Drunk Driving Avoidance Tips For New Years
Because of drunk driving, every half an hour someone dies in a car crash. In recent years, an average of 13,000 people have died in drunk driving related car crashes annually. The Fourth of July tends to have the highest number of traffic fatalities, but New Year's Eve sees the highest increase in drunk driving related fatalities. According to the New York Times blog, Wheels, usually half of the fatal crashes on New Year's Eve are related to drunk driving, most of which occur after midnight. While you cannot stop other drivers from drinking and driving, there are ways you can help protect yourself and your friends, should you choose to drive somewhere this New Years.
Hosting a party?
Serve nonalcoholic drinks
Obviously the easiest way to know your guests won't drive under the influence is to limit their access to alcohol. However, many of your guests may expect, want, or bring their own. It still doesn't hurt to offer nonalcoholic drinks to designated drivers and to those who simply don't wish to drink.
Ask about plans for a designated driver
While it may sound nosy, making sure your guests pick a designated driver may help you decide if you need to confiscate keys or let someone pass out on your couch. Empathize that you're asking for safety and most people will likely tell you what plans they made to stay safe.
Offer alternative transportation
Uber and Lyft both offer an amazing service that allows hosts to “gift” a taxi ride to an intoxicated friend. Consider offering this to a friend who cannot drive safely.
Give them a place to crash
Your friend may drive drunk if he or she doesn't realize your place is open. If you feel like a friend cannot safely drive home, offer your couch. It may inconvenience you or your friend, but it could save a life.
Confiscate keys at the door
When your guests arrive, take the driver's key or request they be placed in a locked room with purses and coats. That way you can be sure no one leaves your house unsafe to drive.
If you are headed out to a party, it's important to be responsible and avoid drinking and driving. Not only do you risk your life, you risk the lives of those around you (or around your car). In fact, it is estimated that two of out every three Americans will be involved in an alcohol related car accident.
You may think you can drive while intoxicated, but, no matter how much you regularly drink, alcohol always affects your depth perception and information-processing (psychomotor) skills. Since alcohol is a depressant, it will slow down your central nervous system's functions, which delays your brain's ability to assess and respond. Basically, it reduces your reaction time.

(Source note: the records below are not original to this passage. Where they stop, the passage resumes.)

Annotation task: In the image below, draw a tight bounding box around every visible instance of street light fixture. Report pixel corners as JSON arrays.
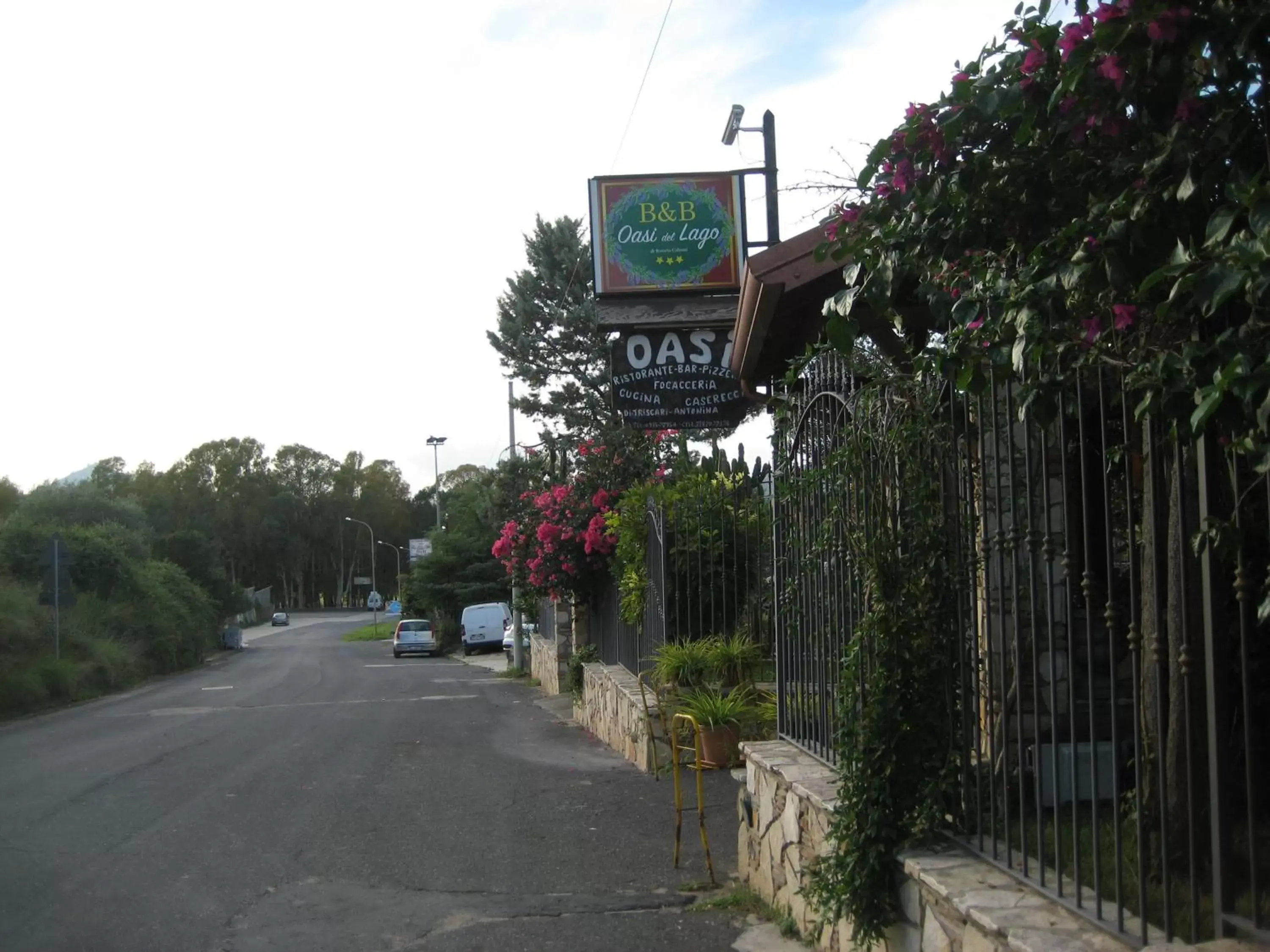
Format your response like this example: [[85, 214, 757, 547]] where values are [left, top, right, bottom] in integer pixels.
[[428, 437, 446, 529], [344, 515, 376, 604], [723, 105, 781, 248], [378, 539, 401, 602]]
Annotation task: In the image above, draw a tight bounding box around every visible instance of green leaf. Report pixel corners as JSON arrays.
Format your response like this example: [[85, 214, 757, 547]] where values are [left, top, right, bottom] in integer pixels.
[[1138, 264, 1186, 297], [1191, 387, 1223, 433], [1184, 268, 1243, 317], [1058, 261, 1090, 291], [1010, 334, 1027, 373], [1204, 204, 1236, 248], [826, 316, 860, 354], [1177, 169, 1195, 202], [1168, 239, 1191, 264], [1248, 198, 1270, 241]]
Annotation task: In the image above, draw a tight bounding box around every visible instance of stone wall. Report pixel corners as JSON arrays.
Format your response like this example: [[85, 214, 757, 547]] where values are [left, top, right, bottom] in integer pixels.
[[530, 635, 569, 694], [573, 661, 664, 773], [737, 740, 1135, 952]]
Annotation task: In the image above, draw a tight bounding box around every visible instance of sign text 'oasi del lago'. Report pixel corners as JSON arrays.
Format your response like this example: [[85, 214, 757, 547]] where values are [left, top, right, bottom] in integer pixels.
[[591, 174, 743, 296], [612, 327, 748, 429]]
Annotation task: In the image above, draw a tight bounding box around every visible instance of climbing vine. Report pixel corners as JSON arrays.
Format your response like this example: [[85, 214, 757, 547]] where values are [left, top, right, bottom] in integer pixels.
[[803, 354, 958, 947]]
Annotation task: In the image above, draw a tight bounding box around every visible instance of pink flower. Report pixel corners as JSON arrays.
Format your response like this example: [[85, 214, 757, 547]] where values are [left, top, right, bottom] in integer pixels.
[[1093, 0, 1133, 23], [1096, 53, 1125, 93], [1058, 22, 1093, 62], [1173, 96, 1200, 122], [892, 159, 913, 194], [1111, 305, 1138, 330], [1019, 39, 1046, 76]]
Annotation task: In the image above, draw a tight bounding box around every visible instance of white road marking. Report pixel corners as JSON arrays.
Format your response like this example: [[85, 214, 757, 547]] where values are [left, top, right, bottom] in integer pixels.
[[97, 694, 480, 717]]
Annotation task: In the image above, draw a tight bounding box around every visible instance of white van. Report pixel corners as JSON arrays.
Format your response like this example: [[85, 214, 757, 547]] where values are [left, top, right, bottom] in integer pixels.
[[458, 602, 512, 655]]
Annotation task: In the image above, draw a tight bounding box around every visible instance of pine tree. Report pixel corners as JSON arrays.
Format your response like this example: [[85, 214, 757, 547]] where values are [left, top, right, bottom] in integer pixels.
[[488, 216, 621, 437]]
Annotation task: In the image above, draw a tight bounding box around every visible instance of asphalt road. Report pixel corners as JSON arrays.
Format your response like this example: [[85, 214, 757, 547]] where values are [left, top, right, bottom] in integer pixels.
[[0, 614, 742, 952]]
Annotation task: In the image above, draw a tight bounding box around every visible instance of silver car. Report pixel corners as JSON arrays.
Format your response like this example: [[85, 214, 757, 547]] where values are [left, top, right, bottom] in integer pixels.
[[392, 618, 441, 658]]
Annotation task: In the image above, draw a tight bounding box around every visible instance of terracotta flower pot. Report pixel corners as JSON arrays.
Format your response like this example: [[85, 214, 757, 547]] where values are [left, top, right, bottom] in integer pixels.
[[701, 724, 740, 767]]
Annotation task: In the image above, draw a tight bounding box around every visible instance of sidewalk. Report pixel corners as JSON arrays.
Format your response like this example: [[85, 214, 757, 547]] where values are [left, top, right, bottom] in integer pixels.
[[450, 652, 805, 952]]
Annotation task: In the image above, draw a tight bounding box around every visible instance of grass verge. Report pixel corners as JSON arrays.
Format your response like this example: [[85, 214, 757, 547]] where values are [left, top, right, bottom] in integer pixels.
[[696, 882, 801, 941], [339, 622, 392, 641]]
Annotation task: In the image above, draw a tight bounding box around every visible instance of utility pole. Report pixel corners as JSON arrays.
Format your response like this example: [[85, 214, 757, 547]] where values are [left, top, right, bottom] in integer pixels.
[[428, 437, 446, 532], [507, 380, 527, 671], [380, 539, 401, 602]]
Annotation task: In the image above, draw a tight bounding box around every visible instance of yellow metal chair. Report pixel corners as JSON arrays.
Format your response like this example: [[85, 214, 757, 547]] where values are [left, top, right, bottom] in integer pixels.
[[671, 713, 718, 886]]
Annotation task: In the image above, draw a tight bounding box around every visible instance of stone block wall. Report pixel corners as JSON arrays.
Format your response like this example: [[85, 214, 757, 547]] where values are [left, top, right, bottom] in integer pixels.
[[737, 740, 1132, 952], [573, 661, 660, 773], [530, 635, 569, 694]]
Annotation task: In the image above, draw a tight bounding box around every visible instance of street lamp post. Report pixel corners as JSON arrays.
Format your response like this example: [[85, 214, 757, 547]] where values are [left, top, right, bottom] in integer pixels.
[[378, 539, 401, 602], [723, 105, 781, 248], [344, 515, 376, 604], [428, 437, 446, 529]]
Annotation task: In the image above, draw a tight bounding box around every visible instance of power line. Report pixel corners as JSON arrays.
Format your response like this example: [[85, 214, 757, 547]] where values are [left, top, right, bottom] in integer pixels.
[[608, 0, 674, 173]]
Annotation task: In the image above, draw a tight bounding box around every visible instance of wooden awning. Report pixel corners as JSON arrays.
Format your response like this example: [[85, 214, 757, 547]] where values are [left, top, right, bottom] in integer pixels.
[[732, 225, 928, 387], [732, 226, 843, 385]]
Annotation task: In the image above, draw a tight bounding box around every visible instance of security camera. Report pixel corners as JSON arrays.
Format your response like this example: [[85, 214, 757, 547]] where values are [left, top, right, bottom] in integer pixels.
[[723, 105, 745, 146]]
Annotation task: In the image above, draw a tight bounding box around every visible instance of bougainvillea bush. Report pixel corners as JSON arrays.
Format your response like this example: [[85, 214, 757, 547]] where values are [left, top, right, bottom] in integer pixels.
[[820, 0, 1270, 472], [491, 430, 674, 600]]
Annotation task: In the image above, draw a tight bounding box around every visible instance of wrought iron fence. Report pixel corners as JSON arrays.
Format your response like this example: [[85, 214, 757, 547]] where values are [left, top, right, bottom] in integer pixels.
[[592, 456, 772, 671], [773, 355, 1270, 943]]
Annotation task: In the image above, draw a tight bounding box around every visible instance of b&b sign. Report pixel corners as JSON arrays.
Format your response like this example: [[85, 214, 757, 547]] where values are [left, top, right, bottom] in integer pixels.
[[612, 327, 748, 430], [591, 173, 743, 296]]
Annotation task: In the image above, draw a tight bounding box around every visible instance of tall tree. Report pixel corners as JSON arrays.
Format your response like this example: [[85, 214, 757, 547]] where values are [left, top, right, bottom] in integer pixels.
[[488, 216, 620, 435]]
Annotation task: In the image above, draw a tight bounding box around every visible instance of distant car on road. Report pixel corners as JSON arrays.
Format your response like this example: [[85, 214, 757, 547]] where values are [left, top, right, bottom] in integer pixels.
[[392, 618, 441, 658], [458, 602, 512, 655], [503, 621, 538, 665]]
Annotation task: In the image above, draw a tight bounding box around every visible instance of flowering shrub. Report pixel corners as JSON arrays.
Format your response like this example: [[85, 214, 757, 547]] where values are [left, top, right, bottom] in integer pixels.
[[819, 0, 1270, 472], [491, 430, 674, 599]]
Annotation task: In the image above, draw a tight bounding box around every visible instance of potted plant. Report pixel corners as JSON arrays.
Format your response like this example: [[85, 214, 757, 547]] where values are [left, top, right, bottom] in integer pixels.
[[653, 640, 711, 691], [679, 688, 751, 767], [707, 632, 763, 691]]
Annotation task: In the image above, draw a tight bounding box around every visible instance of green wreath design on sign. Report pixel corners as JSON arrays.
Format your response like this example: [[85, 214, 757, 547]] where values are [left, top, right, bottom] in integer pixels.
[[605, 183, 735, 288]]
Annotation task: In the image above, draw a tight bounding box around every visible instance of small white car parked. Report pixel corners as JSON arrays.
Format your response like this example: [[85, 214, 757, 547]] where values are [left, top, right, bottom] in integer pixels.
[[392, 618, 441, 658], [458, 602, 512, 656]]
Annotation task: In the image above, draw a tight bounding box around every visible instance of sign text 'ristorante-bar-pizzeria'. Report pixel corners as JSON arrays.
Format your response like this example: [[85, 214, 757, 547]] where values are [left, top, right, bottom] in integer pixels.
[[591, 174, 744, 296], [612, 327, 749, 430]]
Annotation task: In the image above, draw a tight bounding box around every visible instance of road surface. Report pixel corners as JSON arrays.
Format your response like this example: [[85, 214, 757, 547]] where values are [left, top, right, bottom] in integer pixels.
[[0, 614, 740, 952]]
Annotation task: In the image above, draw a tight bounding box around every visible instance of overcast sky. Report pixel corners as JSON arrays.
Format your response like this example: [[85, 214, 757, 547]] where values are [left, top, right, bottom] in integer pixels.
[[0, 0, 1015, 487]]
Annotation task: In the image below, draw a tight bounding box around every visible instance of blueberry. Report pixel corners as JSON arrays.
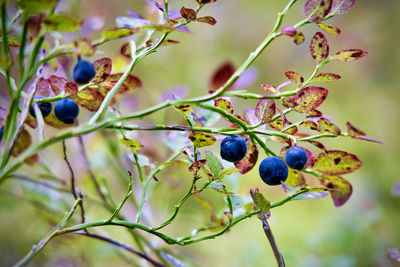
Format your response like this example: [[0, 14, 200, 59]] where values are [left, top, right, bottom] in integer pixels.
[[72, 59, 96, 83], [54, 98, 79, 124], [221, 135, 247, 162], [29, 96, 53, 118], [259, 156, 289, 185], [285, 146, 307, 170]]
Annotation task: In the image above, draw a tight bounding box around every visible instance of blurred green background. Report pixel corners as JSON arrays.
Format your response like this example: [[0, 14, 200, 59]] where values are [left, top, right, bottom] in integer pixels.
[[0, 0, 400, 267]]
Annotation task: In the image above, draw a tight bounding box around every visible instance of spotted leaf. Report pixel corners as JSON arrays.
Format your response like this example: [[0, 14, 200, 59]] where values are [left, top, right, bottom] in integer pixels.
[[255, 99, 276, 123], [333, 49, 368, 62], [320, 175, 353, 207], [92, 57, 112, 83], [285, 71, 304, 83], [313, 73, 342, 82], [313, 150, 362, 175], [189, 132, 216, 147], [310, 32, 329, 63], [304, 0, 332, 22]]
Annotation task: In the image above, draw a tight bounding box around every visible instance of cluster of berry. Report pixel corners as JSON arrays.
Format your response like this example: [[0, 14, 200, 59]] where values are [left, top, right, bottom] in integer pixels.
[[221, 135, 308, 185], [29, 59, 96, 124]]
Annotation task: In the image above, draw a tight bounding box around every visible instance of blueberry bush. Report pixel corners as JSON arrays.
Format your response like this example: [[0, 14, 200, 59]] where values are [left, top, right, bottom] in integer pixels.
[[0, 0, 380, 266]]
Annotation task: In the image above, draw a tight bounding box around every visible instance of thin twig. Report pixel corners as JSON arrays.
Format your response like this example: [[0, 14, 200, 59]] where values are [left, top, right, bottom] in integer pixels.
[[74, 232, 165, 267]]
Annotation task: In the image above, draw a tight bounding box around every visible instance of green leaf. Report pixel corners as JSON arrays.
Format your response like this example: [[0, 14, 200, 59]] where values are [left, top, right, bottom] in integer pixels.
[[251, 188, 271, 212], [255, 99, 276, 123], [235, 138, 258, 174], [102, 27, 139, 42], [313, 150, 362, 175], [320, 175, 353, 207], [333, 49, 368, 62], [43, 14, 83, 32], [310, 32, 329, 63], [214, 98, 233, 114], [17, 0, 58, 14], [189, 132, 217, 147], [313, 73, 342, 82], [119, 138, 143, 151], [285, 171, 306, 187], [205, 150, 222, 179]]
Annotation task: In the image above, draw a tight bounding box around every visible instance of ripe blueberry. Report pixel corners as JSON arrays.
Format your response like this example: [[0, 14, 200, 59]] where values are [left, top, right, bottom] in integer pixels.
[[72, 59, 96, 83], [54, 98, 79, 124], [259, 156, 289, 185], [285, 146, 307, 170], [29, 97, 53, 118], [221, 135, 247, 162]]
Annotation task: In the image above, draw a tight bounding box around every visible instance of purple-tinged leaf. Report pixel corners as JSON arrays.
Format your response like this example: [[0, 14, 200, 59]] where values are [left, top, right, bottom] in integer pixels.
[[255, 99, 276, 123], [313, 73, 342, 83], [260, 83, 279, 94], [346, 121, 366, 136], [313, 150, 362, 175], [392, 181, 400, 197], [333, 49, 368, 62], [233, 67, 258, 89], [92, 57, 112, 83], [317, 22, 341, 36], [10, 128, 32, 157], [304, 0, 332, 22], [180, 7, 197, 21], [292, 30, 306, 45], [74, 37, 96, 57], [235, 138, 258, 174], [243, 108, 259, 125], [285, 171, 306, 187], [317, 117, 341, 135], [189, 132, 217, 147], [280, 26, 297, 37], [196, 0, 217, 5], [329, 0, 356, 15], [300, 119, 318, 131], [189, 159, 207, 173], [214, 98, 233, 114], [291, 86, 328, 113], [210, 62, 235, 93], [196, 16, 217, 26], [310, 32, 329, 64], [320, 175, 353, 207], [285, 71, 304, 84]]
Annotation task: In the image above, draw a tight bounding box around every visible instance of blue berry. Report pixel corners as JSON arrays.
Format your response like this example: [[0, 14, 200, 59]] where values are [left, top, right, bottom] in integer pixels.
[[29, 96, 53, 118], [54, 98, 79, 124], [285, 146, 307, 170], [259, 156, 289, 185], [221, 135, 247, 162], [72, 59, 96, 83]]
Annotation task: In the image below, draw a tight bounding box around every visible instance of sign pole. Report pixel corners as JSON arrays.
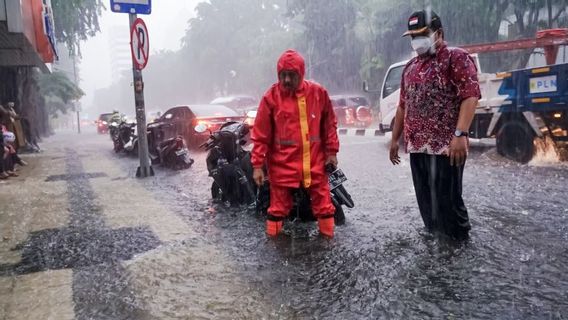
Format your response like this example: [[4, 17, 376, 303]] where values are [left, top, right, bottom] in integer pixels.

Every state has a different legal limit, but driving with a BAC (Blood Alcohol content) above .08% is extremely dangerous. In fact, a driver's judgment is considered intoxicated if he or she has a BAC of just .05%, sometimes even lower. That's why, if you plan on drinking over New Years, you should have a safety plan in place.
Have a designated driver
Always a wise choice, have someone in your group stay sober. Make sure you pick someone who is responsible and can get everyone home safely.
Take a taxi
It may cost a bit more, but that's nothing compared to the cost of a life, for what could equal the value of a human soul? If you're feeling a little woozy or are afraid your judgment might be impaired, call a taxi and make sure you get home safely.
If you aren't confident in your driving skills--confident enough to bet your life on your ability to drive--then ask your friend if you can crash on his (or her) couch for the night.
Give your keys to the host
If you're afraid you might get too drunk to drive safely, ask the party's host if he (or she) can keep hold of your keys unless he (or she) believes you are sober enough to drive home.
DUI or DWI
A DUI (driving under the influence) or DWI (driving while intoxicated) can earn you jail time, a license suspension, and large fees. Driving while drunk could cause a car accident, which may increase your insurance. It could also kill someone, which can result in vehicle-manslaughter charges, a second degree murder charge. Driving drunk is not worth these risks. You may have the mentality that you won't “get caught” driving drunk, but it's not about getting caught. It's about protecting your life, your passengers' lives, and the lives of those sharing the road with you.
How much is too much?
Frequent drinkers believe they can “handle” their liquor. But, the truth is, most metabolisms need a full hour to properly digest a glass of alcohol. A standard “glass” is usually classified as 12 ounces of beer, 5 ounces of wine, or 1.5 ounces of distilled spirits. If you drink more than this in an hour, you should wait before getting behind the wheel.